Accountability for AI Security Incidents: The Act’s provisions likely extend to holding organisations accountable for security breaches involving AI systems. This could mean more rigorous incident response protocols and the necessity for AI systems to have robust mechanisms to detect and respond to cybersecurity incidents.

Mitigation of Bias and Discrimination: By addressing the risks of bias and discrimination in AI systems, the Act indirectly contributes to cybersecurity. Systems that are fair and unbiased are less likely to be exploited through their vulnerabilities. Ensuring AI systems are trained on diverse, representative datasets can reduce the risk of attacks that exploit biased decision-making processes.

Certification and Compliance Audits: High-risk AI systems will need to undergo rigorous testing and certification, ensuring they meet the EU’s standards for safety, including cybersecurity. Compliance audits will further ensure that AI systems continuously adhere to these standards throughout their lifecycle.

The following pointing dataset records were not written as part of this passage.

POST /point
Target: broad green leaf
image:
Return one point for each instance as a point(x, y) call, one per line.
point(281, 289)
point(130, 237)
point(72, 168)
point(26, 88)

Prevention of Malicious AI Use: The Act aims to prevent the use of AI for malicious purposes, such as creating deepfakes or automating cyberattacks. By regulating certain uses of AI, the Act contributes to a broader cybersecurity strategy that mitigates the risk of AI being used as a tool in cyber warfare and crime.

Research and Collaboration: The Act could spur research and collaboration in the field of AI and cybersecurity, encouraging the development of new technologies and strategies to secure AI systems against emerging threats.

The rapid speed of AI adoption demonstrates that legislation alone cannot keep pace and the technology is so powerful that it can and may gravely affect industries, economies and governments. My hope for the EU AI law is that it will

serve as a catalyst for broader societal discussions, prompting stakeholders to consider not only what the technology can achieve but also what the effects may be.

By establishing clear guidelines and fostering ongoing dialogue, it paves the way for a future where AI serves as a force more for good, underpinned by ethical considerations and societal consensus.